Kann man den Schalter in Madrid einfach so umlegen?
Es hängt im Fußball von Kleinigkeiten ab. Wenn du dort 1:0 in Führung gehst, entwickeln sich auf einmal völlig neue Dinge, die das Selbstvertrauen zurückbringen. Ich habe am Samstag im Fernsehen Real Madrid gegen Betis Sevilla gesehen. Da hat man gesehen, dass die Mannschaft auch nicht richtig frei ist. Ich muss allerdings die Leidenschaft und Aggressivität mitbringen und das Glück erzwingen.
Sie haben das Bayern-Gen im Körper. Die sportliche Talfahrt wollen Sie anscheinend nicht widerstandslos akzeptieren?

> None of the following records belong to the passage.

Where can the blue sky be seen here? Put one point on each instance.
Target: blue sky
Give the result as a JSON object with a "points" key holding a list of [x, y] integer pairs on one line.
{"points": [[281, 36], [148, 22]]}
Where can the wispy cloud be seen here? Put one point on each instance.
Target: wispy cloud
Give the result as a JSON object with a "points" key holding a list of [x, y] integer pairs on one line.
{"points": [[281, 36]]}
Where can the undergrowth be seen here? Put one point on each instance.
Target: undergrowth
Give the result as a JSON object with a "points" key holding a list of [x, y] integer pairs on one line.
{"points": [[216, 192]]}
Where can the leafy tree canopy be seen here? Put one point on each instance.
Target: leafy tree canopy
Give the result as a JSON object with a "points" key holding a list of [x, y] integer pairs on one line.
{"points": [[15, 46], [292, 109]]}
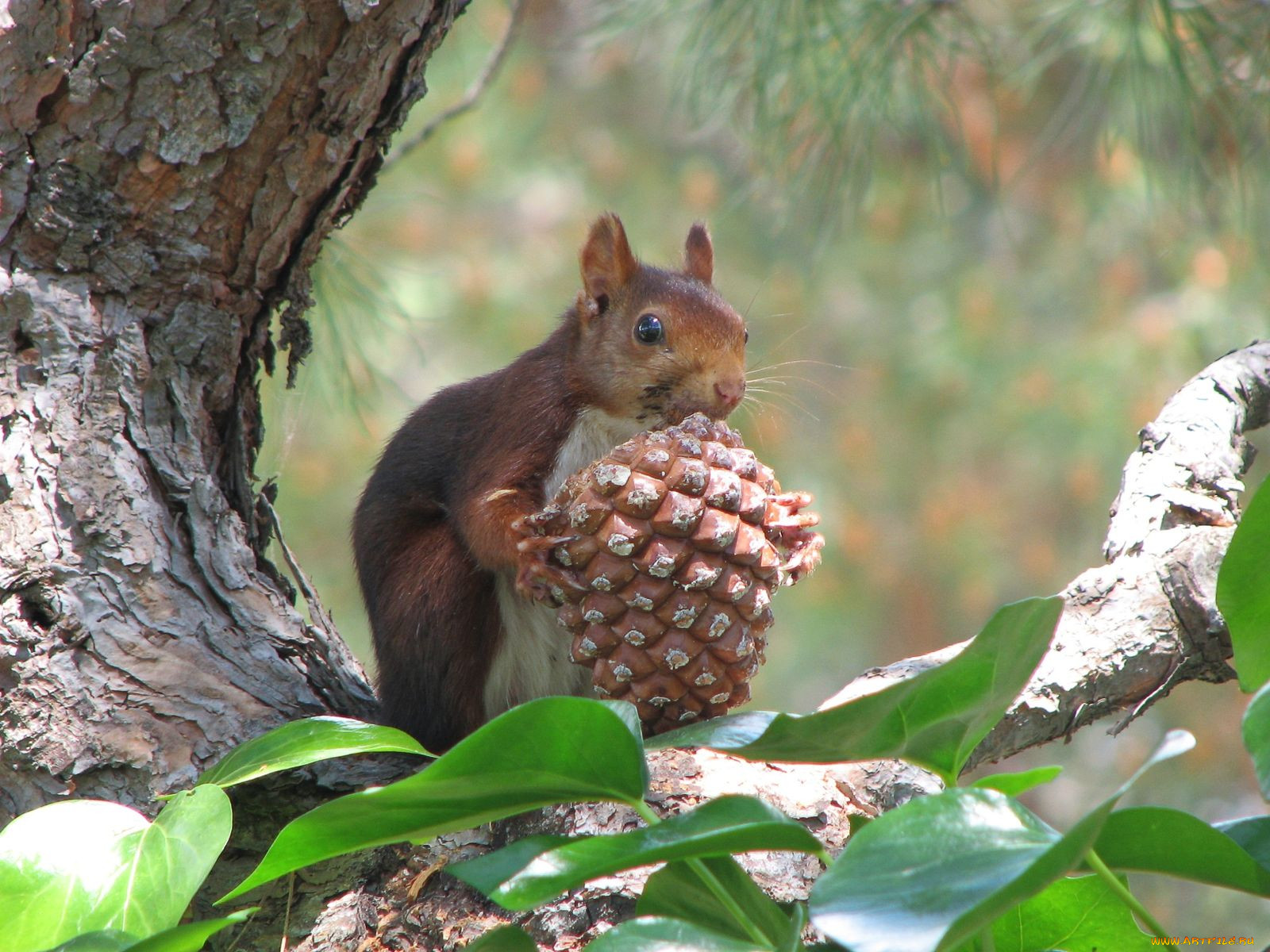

Ja, natürlich nicht. Ich habe eine gewisse Ehre in mir. Ich spiele seit über einem Jahrzehnt für Bayern München. Ich kann nicht zufrieden sein, wenn ich mich ständig hier auswärts vorführen lasse und Häme ertragen muss. Da muss ich doch mal irgendwann Reaktion zeigen. Aber da braucht es jetzt die Kerle und Jungs, die sich gegen diese Situation stemmen. Ich hoffe nicht, dass es dem einen oder anderen am Arsch vorbei geht. Das wäre fatal.
Sie spielen zum elften Mal gegen Real in der Champions League. Hat das aktuelle Bayern-Team noch die Qualität früherer Jahre?
Wenn man nur die Qualität der einzelnen Spieler sieht, haben wir das Potenzial wie 1999, 2000 oder 2001. Aber dann muss man dieses Potenzial auch einmal entfalten. Jetzt muss der Knoten platzen. Vielleicht hat dieses Spiel einen ganz entscheidenden Faktor für uns. Wenn wir da gut spielen und weiterkommen, gibt uns das einen wahnsinnigen Schub, um dann unser Ziel, Platz drei in der Bundesliga, noch zu erreichen.
Die deutsche Meisterschaft haben Sie also abgehakt. Darf der FC Bayern denn in der Champions League noch vom Titelgewinn träumen?
Natürlich - warum nicht? Wir treten in jedem Wettbewerb an, um ihn zu gewinnen. Das ist der Anspruch, den der Verein hat. Ich habe schon so viele Sachen erlebt. Es ist möglich, aber dann muss man diese Dinge auch erzwingen.